The investment was made alongside tire manufacturers Titan International and Cordiant. The consortium will become the controlling shareholder of Voltyre-Prom, with Titan taking over as its managing partner. The size of the transaction was not disclosed. 

Voltyre-Prom is the largest producer of agricultural and industrial tyres in Russia, for which it boasts 43 percent and 16 percent market shares respectively. The company produced around 1.35 million tyres last year. 

Voltyre-Prom’s new owners intend to develop the group further by modernising its operations, grow its specialty tyre product range, reduce imports by shifting production to Russia and expand internationally. 

The involvement of investors of such scale underlines the growth prospects in the Russian agricultural sector.

Kirill Dmitriev

“RDIF completed this deal alongside world class strategic partners from both the global industrial and financial sectors. The involvement of investors of such scale underlines the growth prospects in the Russian agricultural sector,” said Kirill Dmitriev, CEO of RDIF, in a statement. 

The deal comes shortly after JP Morgan confirmed plans to spin-off One Equity. The buyout division, which currently manages around $4.5 billion exclusively for JP Morgan, is set to begin raising a fund from external LPs, the US bank said last week. 

The move comes as US lenders face pressure to loosen their relationships with alternative assets to comply with new regulation, dubbed the “Volcker rule”, which restricts proprietary trading and risky investments. It echoes decisions by other financial institutions, such as Bank of America and Citigroup, to sell their private equity portfolios to raise fresh capital. 

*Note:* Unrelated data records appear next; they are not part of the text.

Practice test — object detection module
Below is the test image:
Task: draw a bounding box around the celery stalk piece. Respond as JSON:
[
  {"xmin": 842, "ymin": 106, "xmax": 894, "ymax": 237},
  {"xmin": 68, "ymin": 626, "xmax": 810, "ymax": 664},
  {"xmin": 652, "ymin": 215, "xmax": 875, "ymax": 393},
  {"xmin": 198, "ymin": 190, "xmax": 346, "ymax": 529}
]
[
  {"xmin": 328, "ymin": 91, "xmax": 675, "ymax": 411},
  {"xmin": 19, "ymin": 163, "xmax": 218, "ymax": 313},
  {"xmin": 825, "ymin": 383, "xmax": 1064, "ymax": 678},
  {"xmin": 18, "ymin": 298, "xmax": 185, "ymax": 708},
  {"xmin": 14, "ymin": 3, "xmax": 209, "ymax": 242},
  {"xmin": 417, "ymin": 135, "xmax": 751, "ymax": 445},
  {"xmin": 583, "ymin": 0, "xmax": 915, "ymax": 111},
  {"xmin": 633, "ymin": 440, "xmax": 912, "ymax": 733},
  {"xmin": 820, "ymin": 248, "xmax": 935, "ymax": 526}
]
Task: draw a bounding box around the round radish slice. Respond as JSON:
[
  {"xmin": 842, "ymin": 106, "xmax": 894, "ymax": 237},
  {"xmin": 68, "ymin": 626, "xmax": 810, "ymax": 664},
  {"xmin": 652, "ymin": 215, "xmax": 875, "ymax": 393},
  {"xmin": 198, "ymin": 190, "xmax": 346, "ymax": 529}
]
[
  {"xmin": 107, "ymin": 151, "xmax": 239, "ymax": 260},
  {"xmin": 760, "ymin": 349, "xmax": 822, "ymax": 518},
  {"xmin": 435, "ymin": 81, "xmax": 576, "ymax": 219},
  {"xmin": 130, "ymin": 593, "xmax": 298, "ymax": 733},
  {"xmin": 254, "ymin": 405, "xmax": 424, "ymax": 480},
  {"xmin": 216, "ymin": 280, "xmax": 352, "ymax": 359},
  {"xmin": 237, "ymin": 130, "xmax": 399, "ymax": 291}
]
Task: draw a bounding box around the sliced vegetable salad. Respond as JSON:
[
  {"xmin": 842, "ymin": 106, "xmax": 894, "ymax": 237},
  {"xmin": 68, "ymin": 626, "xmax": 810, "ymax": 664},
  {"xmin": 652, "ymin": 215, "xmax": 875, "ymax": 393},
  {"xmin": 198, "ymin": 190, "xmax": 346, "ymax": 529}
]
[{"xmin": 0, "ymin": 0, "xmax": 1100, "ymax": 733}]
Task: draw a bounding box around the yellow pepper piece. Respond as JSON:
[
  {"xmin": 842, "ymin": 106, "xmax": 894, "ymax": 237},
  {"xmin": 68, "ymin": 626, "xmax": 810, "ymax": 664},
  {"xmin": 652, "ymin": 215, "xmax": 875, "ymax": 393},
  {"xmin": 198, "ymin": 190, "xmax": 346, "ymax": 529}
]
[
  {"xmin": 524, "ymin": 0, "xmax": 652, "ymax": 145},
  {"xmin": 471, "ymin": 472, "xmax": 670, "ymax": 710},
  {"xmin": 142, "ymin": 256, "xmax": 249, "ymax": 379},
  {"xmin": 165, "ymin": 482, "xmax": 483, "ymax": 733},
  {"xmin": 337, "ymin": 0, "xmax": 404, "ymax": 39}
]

JPMorgan has also been trying to sell its about $400 million limited partner stake in CCMP Capital Partners on the secondaries market — a sale driven by regulatory concerns.

The spin-off also comes amid a period of shake-up at JP Morgan. The bank has been striving to streamline its business and avoid potential conflicts in the wake of the “London Whale” scandal, which saw it accumulate more than $2 billion in trading losses last year. 

One Equity will continue to make investments for JP Morgan during the interim period, and manage the existing group of portfolio companies held on the bank’s behalf. It invests between $50 million and $250 million per transaction in North America, Europe, Asia and South America.  

RDIF was established in 2011 to make equity investments primarily in Russia. Its management company is fully owned by Vnesheconombank, the country’s development bank.